Yes.
Being left to scream myself to sleep, standing in my cot desperate for someone to come, even if it meant they yelled at me or smacked me.
Left in the backs of cars to sleep, left home alone (with my younger sister) from the age of 6 upwards with next door listening through an intercom. Whilst it was a semi and they were the other side of a wall, it was also a 3storey victorian job, 5 beds and a cellar so much scope for a kid to be way out of range of the intercom.
Left in a rented home at just turned 16, mother was sectioned following a suicide attempt - her then boyfriend called an ambulance, she was packed into it.. and he fucked off home (which was 200 miles away) and left me there.
Six weeks. I lived on the £20 a week I got for minding a dog each day, and what was in the cupboards (I assume rent and bills were on direct debits) but the owners then went on holiday for a month and took the dog so that ended after week two..
A friends parent sussed something wasn't right but clearly didn't want to get that involved, she dropped off a bag of shopping once, which was kind of her.
I was still working at a local youth club, running the tuck bar so I started nicking a couple of quid out of the till and going to the chip shop so I could have a hot meal.
I did tell my Dad (also 200 miles away) but I dunno if he didn't grasp the severity of the situation or just couldn't handle it, or possibly I played it down as he didn't do anything for another four weeks, when he eventually came to get me.

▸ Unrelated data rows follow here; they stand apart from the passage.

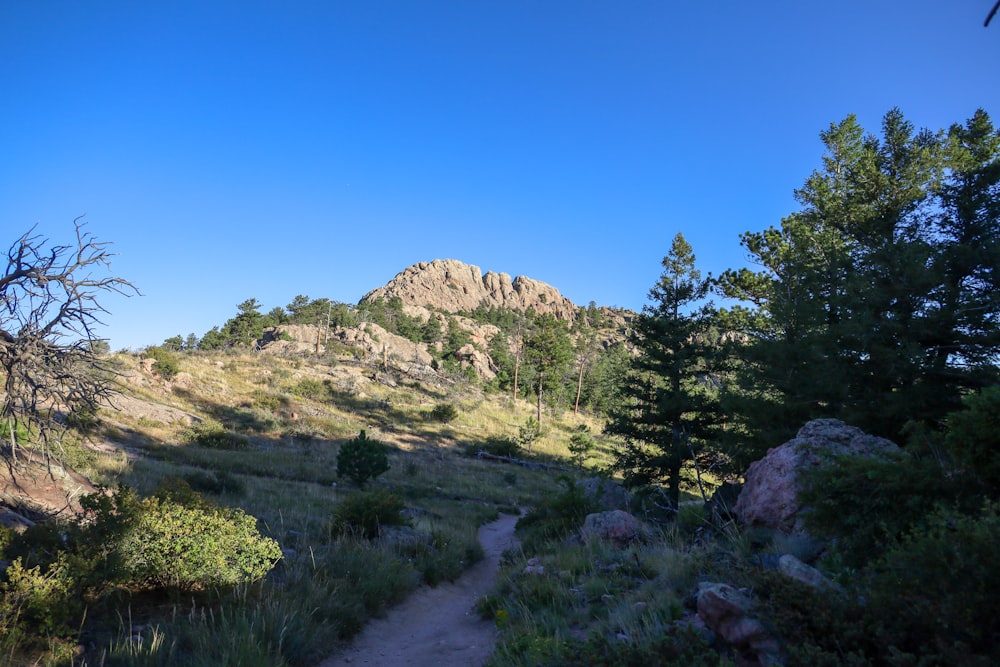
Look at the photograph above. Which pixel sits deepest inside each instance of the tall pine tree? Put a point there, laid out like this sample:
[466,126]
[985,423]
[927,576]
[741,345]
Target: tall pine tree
[669,412]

I don't know why, to this day, I didn't actually tell someone, I had people I could have told - friends of family, youth club leaders, there definitely were options. I think I had already learned at that point that what would likely result is everyone being very concerned and upset... but no actual action. I was also terrified of the local kids home where another friend ended up at a similar age so that might be why.